Clients
Liminal
Description
This project was built for a client who needed a better way to visualize the relationship between products, requirements, and capabilities. Initially, their importance levels (low, medium, high) were represented with plain text (L/M/H). While technically sufficient, this made the visualisation harder to read. I redesigned the approach by creating a matrix visualisation with products on one axis and hierarchical requirements and capabilities on the other. At first, I considered using circle size to indicate importance, but quickly saw that size is difficult to compare accurately when many symbols are close together. Together with the creative director, I developed a set of iconic encodings: High importance as a filled circle, Medium importance as a ring with a smaller dot inside, Low importance as an empty ring. This design made the ordinal scale immediately intuitive, with filled forms drawing more attention than outlines. The technical implementation integrated D3.js with React. React managed the state, search, and interface logic, while D3 handled scales, layout, and rendering. I also added rich interactivity—tooltips, highlighting, search, and click actions—ensuring that users could navigate both large and small use cases effectively.
Impact
The final visualisation became a core tool for the client, allowing them to easily compare how products fulfilled different requirements and capabilities. By transforming importance scores into intuitive icons and providing rich interactivity, the tool greatly improved usability and helped internal teams make better comparisons.
Year
2025
Tools
d3.js, react
Challenge
One of the hardest challenges was scaling the visualisation across very different dataset sizes. For small cases, the matrix could feel empty; for large cases, it risked becoming overwhelming. Another recurring issue was text handling. Requirement labels varied in length, so I had to implement dynamic layouts that adapted gracefully. Finally, creating many layers of interactivity—tooltips, highlights, clicks—while keeping the code clean and avoiding conflicts required careful planning.
Learning
This project taught me how to design visual encodings that align with perception. By replacing letters with symbolic encodings, I saw how quickly users grasp ordinal meaning. I also learned how to integrate D3 with React in a robust way, ensuring that the visualisation was both dynamic and maintainable. Working with a creative director gave me new perspectives on UX design and the subtleties of crafting interfaces that are both functional and visually engaging.

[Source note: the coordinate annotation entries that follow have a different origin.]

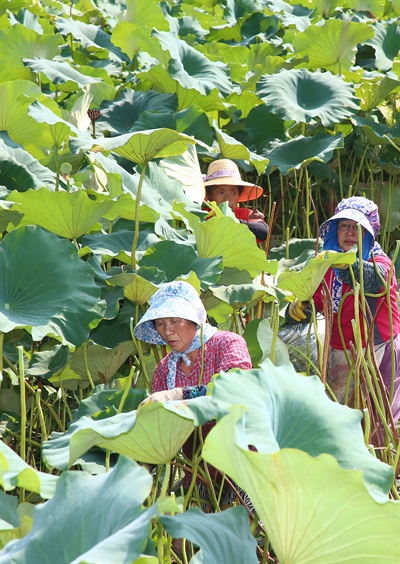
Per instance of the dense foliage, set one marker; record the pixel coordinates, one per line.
(110, 112)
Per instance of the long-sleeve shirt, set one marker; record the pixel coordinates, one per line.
(378, 306)
(225, 350)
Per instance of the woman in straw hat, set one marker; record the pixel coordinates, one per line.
(177, 318)
(340, 233)
(223, 183)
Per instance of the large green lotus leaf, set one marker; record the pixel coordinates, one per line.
(138, 42)
(377, 133)
(152, 434)
(263, 127)
(62, 74)
(163, 256)
(333, 45)
(46, 287)
(272, 346)
(48, 362)
(305, 282)
(159, 78)
(140, 147)
(17, 42)
(32, 136)
(68, 214)
(294, 248)
(8, 511)
(232, 240)
(118, 244)
(221, 536)
(244, 295)
(191, 68)
(102, 363)
(92, 38)
(302, 96)
(287, 410)
(20, 171)
(124, 207)
(146, 13)
(386, 42)
(300, 151)
(78, 524)
(43, 114)
(136, 288)
(15, 473)
(231, 148)
(377, 7)
(253, 345)
(185, 169)
(119, 115)
(102, 400)
(312, 509)
(372, 94)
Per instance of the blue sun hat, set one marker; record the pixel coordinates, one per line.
(362, 211)
(175, 299)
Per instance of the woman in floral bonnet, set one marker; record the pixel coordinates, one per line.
(177, 318)
(340, 233)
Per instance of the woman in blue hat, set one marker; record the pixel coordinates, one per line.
(382, 322)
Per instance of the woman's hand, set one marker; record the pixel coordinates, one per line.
(163, 396)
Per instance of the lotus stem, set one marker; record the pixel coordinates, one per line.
(137, 216)
(40, 414)
(126, 389)
(22, 451)
(1, 356)
(138, 346)
(87, 370)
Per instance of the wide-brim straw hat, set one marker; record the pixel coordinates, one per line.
(225, 171)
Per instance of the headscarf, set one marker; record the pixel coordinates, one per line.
(225, 171)
(366, 213)
(175, 299)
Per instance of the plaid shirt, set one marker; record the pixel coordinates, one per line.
(223, 351)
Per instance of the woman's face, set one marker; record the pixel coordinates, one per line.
(178, 333)
(347, 233)
(225, 193)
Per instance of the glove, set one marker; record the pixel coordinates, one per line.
(163, 396)
(256, 215)
(297, 311)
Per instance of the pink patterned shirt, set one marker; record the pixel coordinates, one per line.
(223, 351)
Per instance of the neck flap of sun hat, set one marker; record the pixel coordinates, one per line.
(175, 299)
(362, 211)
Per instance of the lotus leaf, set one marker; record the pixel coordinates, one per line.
(220, 536)
(300, 95)
(334, 46)
(313, 510)
(72, 520)
(304, 283)
(152, 434)
(234, 241)
(53, 291)
(15, 473)
(286, 410)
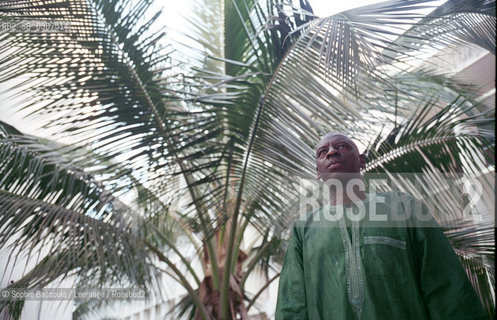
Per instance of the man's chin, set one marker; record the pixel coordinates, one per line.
(337, 175)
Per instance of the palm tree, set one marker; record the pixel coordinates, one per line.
(211, 149)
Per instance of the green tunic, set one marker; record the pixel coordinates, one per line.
(334, 270)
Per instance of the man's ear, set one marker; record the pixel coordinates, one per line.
(362, 158)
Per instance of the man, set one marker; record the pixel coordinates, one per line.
(337, 267)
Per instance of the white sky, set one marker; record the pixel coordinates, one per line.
(324, 8)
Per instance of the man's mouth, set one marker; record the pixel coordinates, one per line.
(333, 165)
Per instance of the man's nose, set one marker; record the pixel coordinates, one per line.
(331, 151)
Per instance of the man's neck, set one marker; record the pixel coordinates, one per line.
(345, 196)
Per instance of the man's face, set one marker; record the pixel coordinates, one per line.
(336, 154)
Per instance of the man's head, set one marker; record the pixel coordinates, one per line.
(337, 156)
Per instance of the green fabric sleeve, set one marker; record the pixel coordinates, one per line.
(291, 303)
(445, 287)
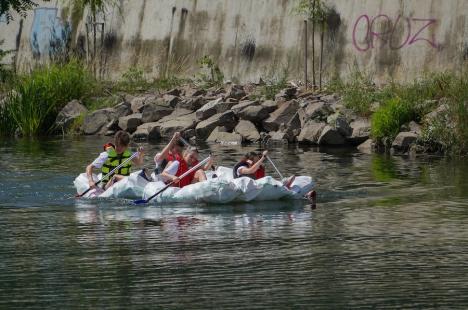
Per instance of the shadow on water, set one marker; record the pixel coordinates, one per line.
(395, 228)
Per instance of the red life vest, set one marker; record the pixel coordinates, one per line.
(183, 167)
(172, 157)
(260, 173)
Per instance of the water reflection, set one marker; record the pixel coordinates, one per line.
(392, 227)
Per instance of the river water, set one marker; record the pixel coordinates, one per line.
(387, 232)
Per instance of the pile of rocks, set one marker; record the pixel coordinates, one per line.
(230, 115)
(227, 115)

Finally, building a scalable visualisation that worked equally well for datasets with just a few products or dozens was a valuable exercise in layout and design flexibility.
Topics
Matrix visualisation, icon design, React, d3.js, tooltips, Search bar, Highlighting, Sorting, Animation

Use Case Explorer
An interactive matrix visualisation mapping products to requirements and capabilities, redesigned with intuitive visual symbols and implemented with D3.js integrated into React.